Todd Johnson, a sailor from Davidsonville, said he first came across Walker's books in the late 1960s, when he was teaching sailing in Maine. He used Walkers books on tactics and techniques as textbooks in his lessons.
The two later met when Johnson was making a push to qualify for the Olympics, and became friends when Johnson eventually moved to Maryland and joined the Severn Sailing Association.
Walker is "unique in terms of looking at sailing not only as a physical sport, which it is, but it's also a huge intellectual enterprise," Johnson said. "He's very adept at explaining that in an articulate way through his books and articles."
'Life includes sailing'
Despite all of his books and trophies, Walker said he hopes his lasting legacy is his work with the Severn Sailing Association, which he helped launch in the 1950s. He was the club's commodore from 1957 through 1961, and again in 1963.
While other sailing clubs have morphed into yacht clubs with tennis courts, pools and social clubs, the SSA remains focused on racing.
"Fifty-six years later, it's still a small boat racing club," he said.
David Koepper, the club's current commodore, said Walker's influence has been instrumental in maintaining the club's "tone and culture" over the years.
At a 90th birthday party at the club, Walker treated guests to beers served in his mugs that were trophies from regattas and races over the years. Koepper's mug was from 1964.
"He's amazing," Koepper said. "Last Sunday, when he had his party, he was out racing that day and he won. He's a very active sailor."

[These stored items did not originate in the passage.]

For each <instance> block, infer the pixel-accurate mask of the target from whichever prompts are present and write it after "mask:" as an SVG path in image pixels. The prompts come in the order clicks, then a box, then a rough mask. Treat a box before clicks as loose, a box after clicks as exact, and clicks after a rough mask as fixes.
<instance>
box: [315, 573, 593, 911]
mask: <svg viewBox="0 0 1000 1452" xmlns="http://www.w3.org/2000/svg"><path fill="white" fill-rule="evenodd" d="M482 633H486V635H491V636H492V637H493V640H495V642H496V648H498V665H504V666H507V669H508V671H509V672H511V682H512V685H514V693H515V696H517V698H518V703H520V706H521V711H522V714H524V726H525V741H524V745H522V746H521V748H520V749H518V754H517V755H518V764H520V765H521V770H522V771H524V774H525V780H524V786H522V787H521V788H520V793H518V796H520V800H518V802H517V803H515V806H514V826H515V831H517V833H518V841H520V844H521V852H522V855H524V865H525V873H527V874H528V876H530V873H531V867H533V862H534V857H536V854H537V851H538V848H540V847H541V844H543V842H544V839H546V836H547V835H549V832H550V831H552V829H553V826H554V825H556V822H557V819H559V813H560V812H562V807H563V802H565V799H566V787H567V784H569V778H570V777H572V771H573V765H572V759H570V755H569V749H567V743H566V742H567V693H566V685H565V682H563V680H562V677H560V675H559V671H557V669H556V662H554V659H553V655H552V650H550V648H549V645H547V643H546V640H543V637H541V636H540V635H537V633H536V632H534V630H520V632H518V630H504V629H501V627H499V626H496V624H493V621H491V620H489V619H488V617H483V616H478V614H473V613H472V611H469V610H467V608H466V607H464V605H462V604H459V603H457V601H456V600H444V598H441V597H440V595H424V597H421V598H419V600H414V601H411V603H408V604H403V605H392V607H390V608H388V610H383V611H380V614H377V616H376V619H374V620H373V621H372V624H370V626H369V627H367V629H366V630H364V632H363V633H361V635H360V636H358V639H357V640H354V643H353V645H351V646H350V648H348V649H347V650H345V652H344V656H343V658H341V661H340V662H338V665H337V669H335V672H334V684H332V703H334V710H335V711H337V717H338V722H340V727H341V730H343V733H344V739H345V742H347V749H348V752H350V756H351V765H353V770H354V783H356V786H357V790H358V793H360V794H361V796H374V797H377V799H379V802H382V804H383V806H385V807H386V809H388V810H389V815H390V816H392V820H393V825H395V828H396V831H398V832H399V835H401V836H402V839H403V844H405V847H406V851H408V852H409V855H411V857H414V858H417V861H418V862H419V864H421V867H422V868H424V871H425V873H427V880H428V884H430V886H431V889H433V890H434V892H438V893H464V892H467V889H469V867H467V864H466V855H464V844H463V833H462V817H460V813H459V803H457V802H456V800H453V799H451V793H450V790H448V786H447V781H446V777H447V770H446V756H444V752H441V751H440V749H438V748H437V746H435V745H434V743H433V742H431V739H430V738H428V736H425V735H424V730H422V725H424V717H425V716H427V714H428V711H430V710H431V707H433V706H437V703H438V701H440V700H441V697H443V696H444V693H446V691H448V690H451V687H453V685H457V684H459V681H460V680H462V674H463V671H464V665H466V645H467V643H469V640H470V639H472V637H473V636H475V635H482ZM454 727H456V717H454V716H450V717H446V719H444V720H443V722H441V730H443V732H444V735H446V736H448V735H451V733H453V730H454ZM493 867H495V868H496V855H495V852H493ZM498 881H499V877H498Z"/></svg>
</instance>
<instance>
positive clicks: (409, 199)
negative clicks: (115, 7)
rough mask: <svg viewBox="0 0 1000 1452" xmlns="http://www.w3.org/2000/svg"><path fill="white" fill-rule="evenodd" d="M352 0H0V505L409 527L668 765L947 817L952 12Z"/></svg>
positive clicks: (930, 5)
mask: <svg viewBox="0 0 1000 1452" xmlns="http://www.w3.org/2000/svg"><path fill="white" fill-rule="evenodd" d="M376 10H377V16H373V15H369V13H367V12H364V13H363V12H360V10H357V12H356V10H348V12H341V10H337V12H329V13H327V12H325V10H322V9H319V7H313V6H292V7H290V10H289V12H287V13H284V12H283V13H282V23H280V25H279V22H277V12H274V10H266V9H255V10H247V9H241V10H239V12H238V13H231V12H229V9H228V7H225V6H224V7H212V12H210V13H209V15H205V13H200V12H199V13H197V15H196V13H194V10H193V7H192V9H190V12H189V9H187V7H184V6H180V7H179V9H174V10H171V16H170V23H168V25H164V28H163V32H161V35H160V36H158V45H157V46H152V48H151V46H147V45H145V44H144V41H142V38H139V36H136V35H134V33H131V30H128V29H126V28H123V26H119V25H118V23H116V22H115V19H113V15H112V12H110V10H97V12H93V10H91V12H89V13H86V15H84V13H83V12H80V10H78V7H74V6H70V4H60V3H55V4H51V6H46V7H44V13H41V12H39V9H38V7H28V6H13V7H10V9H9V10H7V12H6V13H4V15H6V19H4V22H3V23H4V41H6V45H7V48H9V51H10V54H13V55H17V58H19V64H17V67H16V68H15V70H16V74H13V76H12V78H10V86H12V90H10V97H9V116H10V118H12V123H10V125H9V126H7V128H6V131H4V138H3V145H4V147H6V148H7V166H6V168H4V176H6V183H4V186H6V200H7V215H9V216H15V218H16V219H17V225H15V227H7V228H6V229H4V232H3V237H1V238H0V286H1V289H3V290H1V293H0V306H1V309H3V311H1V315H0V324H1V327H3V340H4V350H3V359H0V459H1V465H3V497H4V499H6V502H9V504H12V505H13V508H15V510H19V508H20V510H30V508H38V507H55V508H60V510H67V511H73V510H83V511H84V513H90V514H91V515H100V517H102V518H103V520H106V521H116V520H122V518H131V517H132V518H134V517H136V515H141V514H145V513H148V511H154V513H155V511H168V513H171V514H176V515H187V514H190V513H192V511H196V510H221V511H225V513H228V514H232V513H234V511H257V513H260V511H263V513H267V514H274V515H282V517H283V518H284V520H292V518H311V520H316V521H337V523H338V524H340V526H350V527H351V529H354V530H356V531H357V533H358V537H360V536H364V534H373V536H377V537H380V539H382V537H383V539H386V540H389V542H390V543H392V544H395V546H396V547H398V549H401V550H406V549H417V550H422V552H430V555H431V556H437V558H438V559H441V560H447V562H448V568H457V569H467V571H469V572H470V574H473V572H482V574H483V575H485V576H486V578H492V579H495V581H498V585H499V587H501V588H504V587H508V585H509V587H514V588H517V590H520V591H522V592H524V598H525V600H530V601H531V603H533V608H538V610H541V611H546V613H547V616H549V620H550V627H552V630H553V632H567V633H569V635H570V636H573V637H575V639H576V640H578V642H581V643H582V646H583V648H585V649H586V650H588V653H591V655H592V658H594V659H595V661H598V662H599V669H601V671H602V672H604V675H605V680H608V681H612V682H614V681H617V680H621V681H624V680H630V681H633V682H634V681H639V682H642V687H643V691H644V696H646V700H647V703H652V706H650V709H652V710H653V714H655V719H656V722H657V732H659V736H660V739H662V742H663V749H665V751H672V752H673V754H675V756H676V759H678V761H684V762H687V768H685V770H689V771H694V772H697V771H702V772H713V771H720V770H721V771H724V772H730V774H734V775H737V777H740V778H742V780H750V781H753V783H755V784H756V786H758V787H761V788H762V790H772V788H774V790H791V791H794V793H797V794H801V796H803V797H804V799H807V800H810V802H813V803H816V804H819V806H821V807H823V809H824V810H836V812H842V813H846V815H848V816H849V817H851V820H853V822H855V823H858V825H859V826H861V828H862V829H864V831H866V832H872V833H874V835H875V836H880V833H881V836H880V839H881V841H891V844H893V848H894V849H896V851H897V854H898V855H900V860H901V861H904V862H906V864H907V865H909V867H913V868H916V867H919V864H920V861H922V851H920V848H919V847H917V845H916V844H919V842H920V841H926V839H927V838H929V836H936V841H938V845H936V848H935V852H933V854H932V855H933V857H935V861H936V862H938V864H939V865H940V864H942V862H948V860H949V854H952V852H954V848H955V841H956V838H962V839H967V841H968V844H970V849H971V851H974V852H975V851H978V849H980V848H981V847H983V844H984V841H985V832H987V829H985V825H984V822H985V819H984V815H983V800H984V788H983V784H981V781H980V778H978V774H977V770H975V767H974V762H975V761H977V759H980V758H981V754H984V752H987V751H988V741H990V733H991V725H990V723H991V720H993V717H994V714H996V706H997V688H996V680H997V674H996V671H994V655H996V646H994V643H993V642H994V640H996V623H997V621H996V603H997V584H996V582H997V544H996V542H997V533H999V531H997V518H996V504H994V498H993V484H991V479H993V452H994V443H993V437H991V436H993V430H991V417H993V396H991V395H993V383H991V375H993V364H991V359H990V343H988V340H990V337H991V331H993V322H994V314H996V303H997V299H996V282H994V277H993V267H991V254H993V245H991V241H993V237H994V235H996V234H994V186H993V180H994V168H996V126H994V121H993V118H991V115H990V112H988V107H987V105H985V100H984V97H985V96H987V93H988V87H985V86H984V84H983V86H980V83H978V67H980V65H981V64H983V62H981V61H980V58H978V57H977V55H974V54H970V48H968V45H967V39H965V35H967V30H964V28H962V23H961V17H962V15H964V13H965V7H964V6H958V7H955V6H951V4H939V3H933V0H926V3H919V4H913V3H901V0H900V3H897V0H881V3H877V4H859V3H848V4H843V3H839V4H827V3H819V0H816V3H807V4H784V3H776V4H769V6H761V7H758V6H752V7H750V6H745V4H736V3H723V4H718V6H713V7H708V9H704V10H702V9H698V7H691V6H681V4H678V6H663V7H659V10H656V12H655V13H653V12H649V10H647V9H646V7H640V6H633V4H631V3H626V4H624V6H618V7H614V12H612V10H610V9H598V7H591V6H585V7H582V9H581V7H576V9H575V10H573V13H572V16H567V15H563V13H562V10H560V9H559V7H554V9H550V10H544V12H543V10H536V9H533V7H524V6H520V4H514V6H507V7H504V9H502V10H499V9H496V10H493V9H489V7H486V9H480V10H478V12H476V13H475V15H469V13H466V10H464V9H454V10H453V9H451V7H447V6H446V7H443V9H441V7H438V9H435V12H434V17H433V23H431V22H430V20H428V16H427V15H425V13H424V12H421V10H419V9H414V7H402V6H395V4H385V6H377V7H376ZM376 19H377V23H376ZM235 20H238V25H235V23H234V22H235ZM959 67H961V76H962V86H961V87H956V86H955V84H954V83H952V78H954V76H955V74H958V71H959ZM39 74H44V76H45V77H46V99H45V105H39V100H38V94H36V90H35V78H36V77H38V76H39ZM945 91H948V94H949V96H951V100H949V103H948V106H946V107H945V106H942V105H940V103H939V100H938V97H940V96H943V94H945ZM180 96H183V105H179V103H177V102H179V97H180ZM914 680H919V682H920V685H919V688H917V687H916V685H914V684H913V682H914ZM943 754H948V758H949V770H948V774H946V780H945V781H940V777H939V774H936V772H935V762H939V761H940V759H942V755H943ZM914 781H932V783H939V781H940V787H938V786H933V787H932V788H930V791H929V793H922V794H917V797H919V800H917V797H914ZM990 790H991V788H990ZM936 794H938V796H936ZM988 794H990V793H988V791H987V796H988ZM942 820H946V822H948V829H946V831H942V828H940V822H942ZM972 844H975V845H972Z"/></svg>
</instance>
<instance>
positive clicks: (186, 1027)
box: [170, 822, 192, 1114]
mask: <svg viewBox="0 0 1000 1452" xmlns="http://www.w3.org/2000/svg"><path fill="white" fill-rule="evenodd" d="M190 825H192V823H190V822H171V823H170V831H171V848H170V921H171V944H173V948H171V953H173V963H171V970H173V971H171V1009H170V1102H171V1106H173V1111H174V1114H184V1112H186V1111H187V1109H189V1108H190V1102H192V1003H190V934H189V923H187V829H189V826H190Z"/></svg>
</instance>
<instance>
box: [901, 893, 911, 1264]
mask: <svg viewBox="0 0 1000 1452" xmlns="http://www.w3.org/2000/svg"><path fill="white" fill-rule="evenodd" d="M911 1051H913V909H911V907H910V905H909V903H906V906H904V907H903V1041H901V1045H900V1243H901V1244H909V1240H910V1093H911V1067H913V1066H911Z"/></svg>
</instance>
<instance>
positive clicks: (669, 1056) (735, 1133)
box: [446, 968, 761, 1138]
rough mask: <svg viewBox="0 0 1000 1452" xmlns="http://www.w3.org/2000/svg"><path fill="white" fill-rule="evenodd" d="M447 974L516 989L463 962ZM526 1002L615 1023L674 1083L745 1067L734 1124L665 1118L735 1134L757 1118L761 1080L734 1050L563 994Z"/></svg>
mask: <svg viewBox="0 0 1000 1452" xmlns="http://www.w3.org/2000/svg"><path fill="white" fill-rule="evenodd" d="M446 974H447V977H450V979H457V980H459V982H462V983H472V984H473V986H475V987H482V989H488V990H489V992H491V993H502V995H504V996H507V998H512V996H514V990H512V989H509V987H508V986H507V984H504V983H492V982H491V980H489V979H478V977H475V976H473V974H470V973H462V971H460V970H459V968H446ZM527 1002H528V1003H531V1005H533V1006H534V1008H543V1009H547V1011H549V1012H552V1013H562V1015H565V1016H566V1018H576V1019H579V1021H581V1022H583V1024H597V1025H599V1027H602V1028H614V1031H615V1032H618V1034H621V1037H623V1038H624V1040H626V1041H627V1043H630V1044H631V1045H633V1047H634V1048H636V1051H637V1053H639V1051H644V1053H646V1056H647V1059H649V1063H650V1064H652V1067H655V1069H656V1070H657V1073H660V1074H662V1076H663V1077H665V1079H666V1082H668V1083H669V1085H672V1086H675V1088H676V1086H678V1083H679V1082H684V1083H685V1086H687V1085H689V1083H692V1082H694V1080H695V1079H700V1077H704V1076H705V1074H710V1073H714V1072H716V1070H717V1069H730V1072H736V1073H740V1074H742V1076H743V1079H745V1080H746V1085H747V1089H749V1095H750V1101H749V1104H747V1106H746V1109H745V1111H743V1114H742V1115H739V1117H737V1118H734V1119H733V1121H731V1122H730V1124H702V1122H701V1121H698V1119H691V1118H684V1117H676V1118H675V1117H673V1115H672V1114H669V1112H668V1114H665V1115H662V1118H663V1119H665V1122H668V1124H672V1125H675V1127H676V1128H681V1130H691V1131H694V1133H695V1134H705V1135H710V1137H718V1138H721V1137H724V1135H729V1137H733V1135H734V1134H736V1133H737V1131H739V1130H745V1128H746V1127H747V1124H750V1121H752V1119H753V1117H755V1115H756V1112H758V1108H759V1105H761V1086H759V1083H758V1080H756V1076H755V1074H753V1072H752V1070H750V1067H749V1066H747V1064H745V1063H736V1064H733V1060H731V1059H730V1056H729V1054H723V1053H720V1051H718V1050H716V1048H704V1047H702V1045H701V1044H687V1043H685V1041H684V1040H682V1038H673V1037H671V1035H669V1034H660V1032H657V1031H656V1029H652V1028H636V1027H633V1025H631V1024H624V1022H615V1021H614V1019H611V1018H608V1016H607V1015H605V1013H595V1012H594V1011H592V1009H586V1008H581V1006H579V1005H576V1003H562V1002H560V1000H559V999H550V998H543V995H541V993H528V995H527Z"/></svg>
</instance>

Walker said he's fascinated by sailing, the infinite variables of winds, tides, sails and tactics. He learns from his wins — and especially his losses — and shares that knowledge through his writing. He relishes a good fight to the finish.
"If I go out and beat everybody, it's no fun. You don't learn anything when you win. You learn when you lose," he said.
Walker has no plans to stop racing aboard his boat, Old Glory, any time soon. He also keeps a sailboat and a car in Europe, where his favorite racing spot is Lake Garda in northern Italy.